Disruption of xer1 recombinase in M. agalactiae. A. Schematic representation of the integration of disruption plasmid pR3 (P) into the genomic DNA of type strain PG2 to generate the PLMU and PLMY clones. A 13 kb ClaI fragment of PG2 (G) consists of the known 9.6 kb vpma locus including the six vpma genes (white region) and the complete xer1 gene (black shaded region). A single putative homologous recombination event between the partial xer1 sequence carried by the plasmid pR3 and the chromosomal xer1 region is represented by crossed lines.
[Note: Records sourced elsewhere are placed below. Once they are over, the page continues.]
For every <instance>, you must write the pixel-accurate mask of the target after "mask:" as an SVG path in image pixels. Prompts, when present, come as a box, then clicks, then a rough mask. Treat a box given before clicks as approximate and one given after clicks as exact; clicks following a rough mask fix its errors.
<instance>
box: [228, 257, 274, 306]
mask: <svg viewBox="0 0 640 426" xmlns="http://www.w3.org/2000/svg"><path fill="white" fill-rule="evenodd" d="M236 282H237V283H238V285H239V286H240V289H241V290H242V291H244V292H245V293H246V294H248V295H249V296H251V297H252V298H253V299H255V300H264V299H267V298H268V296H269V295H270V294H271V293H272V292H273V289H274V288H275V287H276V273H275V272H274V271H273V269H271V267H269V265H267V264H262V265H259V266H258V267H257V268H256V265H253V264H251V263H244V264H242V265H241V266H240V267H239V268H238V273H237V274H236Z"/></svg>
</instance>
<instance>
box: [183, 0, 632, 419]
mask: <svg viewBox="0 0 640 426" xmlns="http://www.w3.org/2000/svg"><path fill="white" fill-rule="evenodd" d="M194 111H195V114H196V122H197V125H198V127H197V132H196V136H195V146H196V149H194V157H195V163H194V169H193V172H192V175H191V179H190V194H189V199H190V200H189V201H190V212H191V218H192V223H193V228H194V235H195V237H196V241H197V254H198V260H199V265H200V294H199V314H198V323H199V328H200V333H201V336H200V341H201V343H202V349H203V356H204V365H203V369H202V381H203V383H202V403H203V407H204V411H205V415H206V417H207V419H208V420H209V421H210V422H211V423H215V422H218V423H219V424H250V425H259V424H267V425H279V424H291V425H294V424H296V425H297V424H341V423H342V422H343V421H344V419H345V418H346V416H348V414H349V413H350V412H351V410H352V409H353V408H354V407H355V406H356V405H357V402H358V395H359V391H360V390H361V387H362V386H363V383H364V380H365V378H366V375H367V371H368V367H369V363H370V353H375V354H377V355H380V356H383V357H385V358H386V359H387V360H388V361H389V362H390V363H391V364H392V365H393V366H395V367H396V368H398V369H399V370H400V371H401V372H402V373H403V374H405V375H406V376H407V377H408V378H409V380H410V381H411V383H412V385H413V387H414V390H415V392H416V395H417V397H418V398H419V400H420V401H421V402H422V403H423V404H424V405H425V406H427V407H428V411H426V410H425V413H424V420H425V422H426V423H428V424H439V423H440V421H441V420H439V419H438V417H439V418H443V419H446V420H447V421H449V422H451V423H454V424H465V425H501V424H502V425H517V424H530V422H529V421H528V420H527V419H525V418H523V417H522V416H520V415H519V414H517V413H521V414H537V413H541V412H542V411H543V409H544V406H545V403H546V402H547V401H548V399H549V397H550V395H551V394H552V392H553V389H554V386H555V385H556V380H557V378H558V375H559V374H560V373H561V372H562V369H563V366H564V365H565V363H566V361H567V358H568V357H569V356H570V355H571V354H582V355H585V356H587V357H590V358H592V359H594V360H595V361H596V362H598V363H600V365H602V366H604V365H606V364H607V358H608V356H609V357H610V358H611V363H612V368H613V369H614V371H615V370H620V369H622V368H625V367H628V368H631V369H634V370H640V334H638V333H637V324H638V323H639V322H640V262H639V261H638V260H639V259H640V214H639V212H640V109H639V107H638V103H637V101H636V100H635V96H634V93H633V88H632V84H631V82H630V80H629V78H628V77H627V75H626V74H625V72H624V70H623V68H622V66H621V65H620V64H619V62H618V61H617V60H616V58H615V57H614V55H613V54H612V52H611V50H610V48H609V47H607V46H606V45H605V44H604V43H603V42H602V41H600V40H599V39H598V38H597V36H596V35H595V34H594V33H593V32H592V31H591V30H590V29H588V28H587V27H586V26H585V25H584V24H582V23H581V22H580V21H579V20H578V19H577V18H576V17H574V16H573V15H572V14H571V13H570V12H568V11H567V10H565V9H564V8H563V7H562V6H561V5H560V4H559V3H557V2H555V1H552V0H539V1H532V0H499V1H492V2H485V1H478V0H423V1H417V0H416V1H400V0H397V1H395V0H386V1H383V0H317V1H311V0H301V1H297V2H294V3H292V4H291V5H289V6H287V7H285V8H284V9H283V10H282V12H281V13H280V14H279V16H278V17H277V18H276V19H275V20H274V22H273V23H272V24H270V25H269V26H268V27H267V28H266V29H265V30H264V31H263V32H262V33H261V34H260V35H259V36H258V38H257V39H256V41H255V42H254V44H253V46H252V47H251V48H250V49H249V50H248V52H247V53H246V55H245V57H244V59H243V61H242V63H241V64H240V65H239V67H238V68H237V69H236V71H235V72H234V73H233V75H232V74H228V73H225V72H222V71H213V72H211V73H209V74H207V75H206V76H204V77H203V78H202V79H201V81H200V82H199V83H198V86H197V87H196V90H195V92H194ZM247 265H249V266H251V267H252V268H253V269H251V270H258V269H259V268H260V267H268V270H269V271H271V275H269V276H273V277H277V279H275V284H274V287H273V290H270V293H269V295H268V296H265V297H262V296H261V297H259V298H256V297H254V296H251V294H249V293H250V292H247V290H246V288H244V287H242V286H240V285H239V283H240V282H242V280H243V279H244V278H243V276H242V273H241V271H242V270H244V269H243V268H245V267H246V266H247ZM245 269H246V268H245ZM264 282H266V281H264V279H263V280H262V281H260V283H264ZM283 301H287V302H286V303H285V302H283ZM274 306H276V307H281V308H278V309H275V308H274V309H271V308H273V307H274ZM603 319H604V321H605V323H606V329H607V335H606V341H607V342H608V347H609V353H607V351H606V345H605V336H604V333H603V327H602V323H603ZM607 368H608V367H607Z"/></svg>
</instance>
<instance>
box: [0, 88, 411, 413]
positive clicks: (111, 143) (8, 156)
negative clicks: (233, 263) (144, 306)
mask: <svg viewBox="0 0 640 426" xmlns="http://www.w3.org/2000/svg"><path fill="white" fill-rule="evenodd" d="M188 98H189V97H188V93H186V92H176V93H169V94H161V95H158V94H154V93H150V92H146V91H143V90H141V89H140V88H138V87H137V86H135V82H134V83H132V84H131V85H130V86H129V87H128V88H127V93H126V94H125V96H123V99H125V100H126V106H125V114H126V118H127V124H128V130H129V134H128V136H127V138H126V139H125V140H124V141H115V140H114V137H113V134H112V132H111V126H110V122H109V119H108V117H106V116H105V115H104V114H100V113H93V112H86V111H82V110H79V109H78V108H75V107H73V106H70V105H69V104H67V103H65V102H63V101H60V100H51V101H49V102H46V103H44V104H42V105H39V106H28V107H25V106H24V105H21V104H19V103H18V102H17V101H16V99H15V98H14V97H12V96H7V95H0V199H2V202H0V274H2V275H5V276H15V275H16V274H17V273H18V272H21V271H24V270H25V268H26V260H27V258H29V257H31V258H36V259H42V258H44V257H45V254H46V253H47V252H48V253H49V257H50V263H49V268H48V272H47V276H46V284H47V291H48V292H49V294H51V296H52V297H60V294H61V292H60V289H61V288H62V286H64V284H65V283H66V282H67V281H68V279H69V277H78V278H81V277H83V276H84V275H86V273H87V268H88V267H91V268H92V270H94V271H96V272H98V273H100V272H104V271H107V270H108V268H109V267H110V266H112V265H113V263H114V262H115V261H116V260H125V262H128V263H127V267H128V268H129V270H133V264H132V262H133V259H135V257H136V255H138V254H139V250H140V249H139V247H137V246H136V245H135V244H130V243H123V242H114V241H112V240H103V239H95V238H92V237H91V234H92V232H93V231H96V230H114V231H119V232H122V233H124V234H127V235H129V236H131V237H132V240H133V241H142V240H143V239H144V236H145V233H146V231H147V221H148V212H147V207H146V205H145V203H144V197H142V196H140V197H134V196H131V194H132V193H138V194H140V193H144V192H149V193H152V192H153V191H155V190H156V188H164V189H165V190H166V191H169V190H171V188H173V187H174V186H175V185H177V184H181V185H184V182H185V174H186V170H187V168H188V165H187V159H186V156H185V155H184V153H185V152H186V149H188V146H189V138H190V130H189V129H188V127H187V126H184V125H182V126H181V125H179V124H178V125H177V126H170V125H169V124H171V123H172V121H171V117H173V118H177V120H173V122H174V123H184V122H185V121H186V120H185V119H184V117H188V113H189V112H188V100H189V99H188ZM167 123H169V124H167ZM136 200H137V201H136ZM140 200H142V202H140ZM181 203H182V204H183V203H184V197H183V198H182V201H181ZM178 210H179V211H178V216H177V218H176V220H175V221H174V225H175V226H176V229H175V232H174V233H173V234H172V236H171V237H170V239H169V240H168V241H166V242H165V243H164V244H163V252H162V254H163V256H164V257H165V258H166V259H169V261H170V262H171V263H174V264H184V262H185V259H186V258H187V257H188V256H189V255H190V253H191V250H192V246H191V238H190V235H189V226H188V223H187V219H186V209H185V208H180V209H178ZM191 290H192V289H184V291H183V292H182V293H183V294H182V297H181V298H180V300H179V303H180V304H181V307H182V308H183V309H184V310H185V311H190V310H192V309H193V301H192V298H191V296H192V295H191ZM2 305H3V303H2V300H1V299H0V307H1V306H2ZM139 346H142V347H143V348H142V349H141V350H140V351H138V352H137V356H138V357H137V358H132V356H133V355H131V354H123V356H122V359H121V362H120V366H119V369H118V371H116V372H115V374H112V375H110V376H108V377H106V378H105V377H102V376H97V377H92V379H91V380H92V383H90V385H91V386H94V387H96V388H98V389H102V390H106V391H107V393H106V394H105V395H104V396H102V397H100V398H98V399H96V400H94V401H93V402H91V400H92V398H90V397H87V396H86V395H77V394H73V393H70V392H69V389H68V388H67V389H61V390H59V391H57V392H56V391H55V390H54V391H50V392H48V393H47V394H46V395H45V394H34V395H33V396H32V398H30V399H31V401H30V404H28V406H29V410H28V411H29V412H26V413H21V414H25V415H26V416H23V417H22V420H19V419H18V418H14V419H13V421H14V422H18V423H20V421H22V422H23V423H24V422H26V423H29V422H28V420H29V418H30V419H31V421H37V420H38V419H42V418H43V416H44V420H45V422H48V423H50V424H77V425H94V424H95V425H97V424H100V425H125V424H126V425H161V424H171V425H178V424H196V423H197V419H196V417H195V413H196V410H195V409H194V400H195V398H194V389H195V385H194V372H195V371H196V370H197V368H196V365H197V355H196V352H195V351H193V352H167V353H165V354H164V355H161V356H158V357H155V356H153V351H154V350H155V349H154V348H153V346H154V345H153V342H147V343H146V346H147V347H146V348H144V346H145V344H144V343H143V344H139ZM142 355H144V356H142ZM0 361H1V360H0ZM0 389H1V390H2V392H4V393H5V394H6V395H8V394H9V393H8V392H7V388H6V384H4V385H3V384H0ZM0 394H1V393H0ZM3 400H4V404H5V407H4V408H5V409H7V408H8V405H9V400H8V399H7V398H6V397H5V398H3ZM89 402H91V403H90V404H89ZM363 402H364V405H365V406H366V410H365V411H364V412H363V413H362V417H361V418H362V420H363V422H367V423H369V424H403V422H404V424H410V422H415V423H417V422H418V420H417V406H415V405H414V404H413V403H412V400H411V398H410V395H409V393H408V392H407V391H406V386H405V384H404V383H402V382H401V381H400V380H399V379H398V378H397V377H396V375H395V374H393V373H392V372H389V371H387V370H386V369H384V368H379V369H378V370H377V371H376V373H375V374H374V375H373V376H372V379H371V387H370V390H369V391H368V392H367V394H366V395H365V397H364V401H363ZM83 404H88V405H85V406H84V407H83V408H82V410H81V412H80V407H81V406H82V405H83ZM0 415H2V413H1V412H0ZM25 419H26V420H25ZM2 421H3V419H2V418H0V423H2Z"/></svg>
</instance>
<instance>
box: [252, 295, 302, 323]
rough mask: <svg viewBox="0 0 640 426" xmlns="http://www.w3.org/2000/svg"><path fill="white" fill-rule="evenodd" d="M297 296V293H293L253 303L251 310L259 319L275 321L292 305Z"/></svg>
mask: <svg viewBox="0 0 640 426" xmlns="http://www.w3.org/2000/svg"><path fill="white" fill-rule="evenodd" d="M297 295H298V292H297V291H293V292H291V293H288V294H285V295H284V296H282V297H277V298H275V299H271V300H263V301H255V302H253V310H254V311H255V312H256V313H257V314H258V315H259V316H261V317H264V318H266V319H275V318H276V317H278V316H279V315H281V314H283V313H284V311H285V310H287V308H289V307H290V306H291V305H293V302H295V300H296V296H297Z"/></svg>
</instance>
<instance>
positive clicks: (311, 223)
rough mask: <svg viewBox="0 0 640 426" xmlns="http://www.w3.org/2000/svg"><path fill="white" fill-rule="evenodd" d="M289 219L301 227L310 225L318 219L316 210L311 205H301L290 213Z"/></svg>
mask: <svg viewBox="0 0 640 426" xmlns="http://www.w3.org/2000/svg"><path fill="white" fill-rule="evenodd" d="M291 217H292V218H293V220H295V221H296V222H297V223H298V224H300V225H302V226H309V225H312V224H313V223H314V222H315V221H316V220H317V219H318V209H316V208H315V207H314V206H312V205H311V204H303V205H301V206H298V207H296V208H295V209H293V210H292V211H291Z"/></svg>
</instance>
This crossing over would lead to the integration of pR3 into the chromosome and would segregate the xer1 region onto two ClaI fragments ΔXERA and ΔXERB. B. Southern blot hybridization showing the localization of pR3 at the chromosomal xer1 locus of M. agalactiae PG2. ClaI-digested DNA of xer1 disruptant (PLMU or PLMY) (lane 4), disruption plasmid pR3 (lane 3) and wt strain PG2 (lane 2) were probed with a xer1-specific DIG-labelled fragment. λ-HindIII DNA size marker (lane 1).

Fig. 4

Comparative Western blot analysis of whole-cell extracts of M. agalactiae type strain PG2 (WT-PG2), two PLMs (PLMY and PLMU) and xer1-complemented PLMU (PLMU-CP) using six different Vpma-specific pAbs as described in Table 1. Designations of individual pAbs used for each Western blot are indicated in the right margins of each panel whereas relevant protein size standards are shown on the left margins.

Fig. 5

Arrangement of the ORFs, terminator structures and inversions in the vpma loci of M. agalactiae type strain PG2 clonal variant 55-5, PLMY and PLMU. Grey arrows represent the vpma genes, whereby a dark grey arrow denotes the vpma gene which is transcribed in the respective clonal variant or PLM. The black arrows indicate the location of the unique promoter (P) in each vpma locus. Putative recombination sites are indicated by white rectangles (RS) and denote sequences from −1 to −72 relative to the start codons of the corresponding vpma genes. White arrows indicate ORFs other than vpma genes, like the intact xer1 recombinase (xer1) and a tRNA (tRNA_LYS) gene in 55-5, whereas the discontinued white rectangles represent the promoter proximal regions of the disrupted xer1 genes (xer′) in the PLMs and a partial ORF (ORF′) in 55-5. A small grey rectangle indicates sequences derived from the integrated plasmid pR3. Non-translated repeats of the vpmaY genes are indicated with a dotted-lined white arrow. Terminator structures are indicated with symbolized hairpins, whereby Rho-independent terminator structures, for which experimental evidence is given, are drawn with a black-filled loop and are white-filled otherwise. Sequence-identical blocks between PLMs and 55-5 are designated A to E and are indicated with _INV when inverted compared with 55-5. B, BamHI; E, EcoRI; H, HindIII; P, PstI; X, XbaI.

Fig. 6

Complementation of the wt xer1 gene in PLMU. A. Schematic representation of complementation plasmid p21-7Gxer. Restriction sites used for cloning purposes are as indicated and arrowheads represent direction of transcription; ColE1, E. coli origin of replication; bla, ampicillin resistance gene; aacA-aphD, Gent^R gene; oriC, M. agalactiae origin of replication. B. Southern blot analysis of xer1-complemented PLMU. ClaI digest of DNA from the complementation clone PLMU-CP (lane 4) is shown in comparison with wt strain PG2 (lane 1), PLMU (lane 2) and complementation plasmid p21-7Gxer (lane 3) after hybridization with a xer1-specific DIG-labelled probe. G represents the 13 kb ClaI fragment of M. agalactiae type strain PG2 whereas ΔXERA and ΔXERB represent the two ClaI fragments from PLMU (as described in Fig. 3); P_CP depicts the 9.5 kb linearized complementation plasmid p21-7Gxer. DNA size standards are indicated in the left margin.